This case law update brought to you by Freeway Law, personal injury and car accident attorneys. The following is not one of our cases, but it is of some significance, and we thought we should share it with our readers for informational purposes. The information below is for informational purposes only and not to be construed as legal advice.
Court: US Court of Appeals for the First Circuit
Opinion Date: March 3, 2021
Judge: Jeffrey R. Howard
Areas of Law: Personal Injury
The First Circuit affirmed in part and vacated in part the judgment of the district court granting summary judgment to Defendants – police officers and their employer – on the basis of qualified immunity, in this case, alleging, among other things, excessive force pursuant to 42 U.S.C. 1983, holding that the district court erred in granting Defendants’ motion for judgment as a matter of law.

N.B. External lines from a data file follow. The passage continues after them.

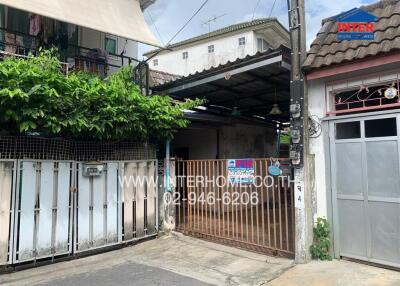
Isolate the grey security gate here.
[12,161,72,263]
[0,160,158,265]
[74,160,157,252]
[74,162,121,252]
[330,114,400,267]
[0,160,16,265]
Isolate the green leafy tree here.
[310,218,332,260]
[0,50,202,140]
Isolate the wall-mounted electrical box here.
[82,162,104,177]
[290,103,301,118]
[290,128,301,144]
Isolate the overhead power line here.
[251,0,261,21]
[167,0,209,46]
[146,0,209,62]
[268,0,276,18]
[147,10,164,45]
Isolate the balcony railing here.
[0,28,138,78]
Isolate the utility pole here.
[287,0,314,263]
[202,14,226,33]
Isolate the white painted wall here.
[308,66,400,217]
[308,77,330,217]
[150,31,257,76]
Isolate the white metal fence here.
[0,160,158,265]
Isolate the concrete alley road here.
[38,263,211,286]
[0,234,293,286]
[0,234,400,286]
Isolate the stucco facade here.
[145,19,289,76]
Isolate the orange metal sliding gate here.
[173,159,294,257]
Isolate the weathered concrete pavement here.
[267,260,400,286]
[0,234,293,286]
[0,234,400,286]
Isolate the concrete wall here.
[308,67,399,217]
[79,27,138,72]
[308,77,329,217]
[220,124,276,159]
[172,127,218,160]
[172,124,276,160]
[150,31,257,76]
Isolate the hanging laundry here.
[29,14,42,36]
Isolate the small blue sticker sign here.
[335,8,378,41]
[268,160,282,176]
[228,159,254,184]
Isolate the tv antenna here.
[202,13,226,33]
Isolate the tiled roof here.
[140,0,156,10]
[303,0,400,71]
[150,45,290,90]
[150,70,181,86]
[145,18,286,56]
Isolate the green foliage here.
[310,218,332,260]
[0,50,202,140]
[280,133,290,144]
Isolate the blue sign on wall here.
[335,8,378,41]
[228,159,254,184]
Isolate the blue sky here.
[139,0,377,57]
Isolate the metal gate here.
[330,114,400,267]
[12,161,72,263]
[0,160,158,265]
[172,159,294,257]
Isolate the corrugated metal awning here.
[0,0,161,47]
[152,46,291,122]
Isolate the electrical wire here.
[146,0,209,62]
[268,0,276,18]
[308,115,322,138]
[167,0,209,46]
[147,10,164,46]
[251,0,261,21]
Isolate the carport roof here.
[153,46,290,122]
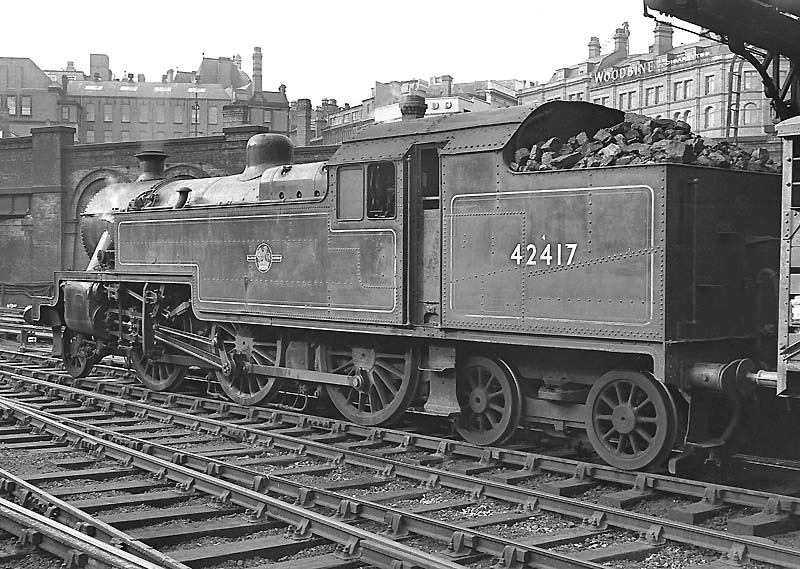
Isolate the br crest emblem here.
[247,243,283,273]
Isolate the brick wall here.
[0,126,337,303]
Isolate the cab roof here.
[328,101,624,166]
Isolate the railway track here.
[0,352,800,567]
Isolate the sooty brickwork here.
[0,126,337,302]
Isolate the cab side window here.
[367,162,397,219]
[336,166,364,221]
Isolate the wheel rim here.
[128,345,186,391]
[215,324,280,405]
[456,357,522,445]
[62,328,94,378]
[320,346,419,425]
[587,371,677,470]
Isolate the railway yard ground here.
[0,315,800,569]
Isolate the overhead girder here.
[645,0,800,120]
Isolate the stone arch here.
[69,168,130,221]
[66,168,130,269]
[164,164,209,180]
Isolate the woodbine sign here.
[594,52,711,83]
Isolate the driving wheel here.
[213,324,280,405]
[319,340,419,426]
[456,356,522,445]
[128,344,187,391]
[586,370,678,470]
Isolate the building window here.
[644,87,656,107]
[703,75,714,95]
[742,103,758,125]
[618,91,636,111]
[672,79,694,101]
[703,107,714,128]
[644,85,664,107]
[744,71,759,91]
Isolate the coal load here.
[511,113,778,172]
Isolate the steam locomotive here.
[27,101,800,469]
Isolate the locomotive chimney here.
[134,150,169,182]
[239,132,294,181]
[589,36,600,59]
[253,47,262,94]
[400,95,428,121]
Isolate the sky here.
[0,0,696,105]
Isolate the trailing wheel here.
[456,356,522,445]
[319,340,419,426]
[128,345,186,391]
[586,370,678,470]
[61,328,99,378]
[212,324,280,405]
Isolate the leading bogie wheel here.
[456,356,522,445]
[586,370,678,470]
[212,323,281,405]
[128,345,187,391]
[319,345,419,426]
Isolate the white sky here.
[0,0,696,105]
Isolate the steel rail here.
[1,374,800,569]
[0,397,536,569]
[6,356,800,515]
[14,397,603,569]
[0,490,164,569]
[0,468,189,569]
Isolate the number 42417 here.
[511,243,578,267]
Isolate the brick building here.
[0,48,289,144]
[0,57,63,137]
[519,23,774,148]
[290,75,527,144]
[0,125,336,304]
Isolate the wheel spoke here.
[634,426,653,446]
[600,393,617,410]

Plaintiff sued the officers who pushed him onto a sofa-recliner, which toppled over, and who then kneeled on his back. The district court concluded that the push and the kneel constituted two discrete uses of force, granted summary judgment on the basis of qualified immunity to Defendants as to the push, and entered a directed verdict for Defendants on the remaining counts, finding that Plaintiff failed to prove that any injury he suffered was caused by the kneeling. The First Circuit vacated the judgment in part, holding (1) the push was not a clearly established violation of Plaintiff’s right to be free of unreasonable seizures; but (2) there was enough evidence from which a reasonable jury could have found that it was more likely than not that the kneel caused Defendant some additional injury.